第82話「そして新たな仲間」
「……よし。貴様ら、準備は出来たか?」
「うん」
「大丈夫です」
「…………ん」
「では、出発だ!」
ヒルデとリディアも合流し、僕達は広場を出ると、町外れへと向かって歩き出した。
この港町ラクルスともお別れか……。良い町だったから、いざ離れるとなると少し寂しい気持ちになるな。
僕は後ろ髪を引かれるような思いで、振り返って町の景色を目に焼き付けるように眺めていた。
「ここでも色んなことがあったね……。最後に、仲良くなった人達にお別れの挨拶が出来なかったのが心残りだけど……」
「まあ、いずれまた会う機会もあるだろう。それよりも、今は早く旅立つぞ」
「そうだね。それじゃあ……あれ?」
その時、向こうの方からこちらに向かって走ってくる人影に気付いた。
僕はその人物を見て、思わず目を見開く。
「あれって、ユミルさん?」
そう。それは、『黒鞭使い』の異名で名高い冒険者ユミル・パーネスさん。前にギルドのクエストで一緒になった事があり、その後も何度か会合をした仲だ。

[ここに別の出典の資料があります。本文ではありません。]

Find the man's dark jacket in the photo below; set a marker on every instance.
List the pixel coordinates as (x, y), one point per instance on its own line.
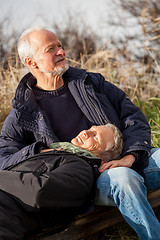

そんな彼女だが、何故か必死の形相を浮かべながら、僕達の方へ向かって走って来ている。
一体どうしたというのだろうか?
「ど、どうしたんですか!?」
僕は慌てて彼女に駆け寄ると、肩で息をする彼女を気遣いながら尋ねる。
「ぜぇ、はぁ……。た、大変だよ少年! さっきギルドで手配書を見て……」
「ああ。実は僕、国家反逆罪で指名手配されたみたいなんですよ。だから、この町から出ようと思って」
「そ、そうなのかい? いや、細かい事情はどうでもいい! 少年が窮地に立たされているなら、私が力になろうじゃないか!」
「え?」
「……少年。どうか私を連れて行ってくれないか? 君のために、私は何でもしよう」
僕の手を握り締めてそう宣言するユミルさんの瞳には、強い決意の炎が灯っていた。
これだけ熱い眼差しで見つめられると、断るのは難しいな……。
「わ、分かりました……」
「おい。また勝手に仲間を増やすつもりか? 貴様はもう少し慎重に行動しろ」
ヒルデはそう言うと、不満げに眉根を寄せて腕を組んだ。
「でもさ、ヒルデ。こんなに真剣に頼んでくれるんだし、協力してもらうべきじゃない?」
「……ふん。面倒事にはするなよ」
「という訳で、これからよろしくお願いしますね、ユミルさん」
「ありがとう、少年達」
ユミルさんは嬉しそうに微笑むと、深々と頭を下げた。
それからすぐに顔を上げると、ふと思い出したかのように口を開く。
「ところで、君達はこれから何処へ向かおうとしているんだ?」
「北方の山岳地帯に行こうかなって思ってますけど」
「北方か……。そういえば、私の実家があるのもその辺りだったな。ならば、案内役を務める事も出来るだろう」
「本当ですか!?」
「ああ。是非任せてくれ」
ユミルさんの言葉に、僕は目を輝かせる。
これで目的地に向かうまでの道程がかなり楽になりそうだ。
僕達は彼女の提案に甘える事にした。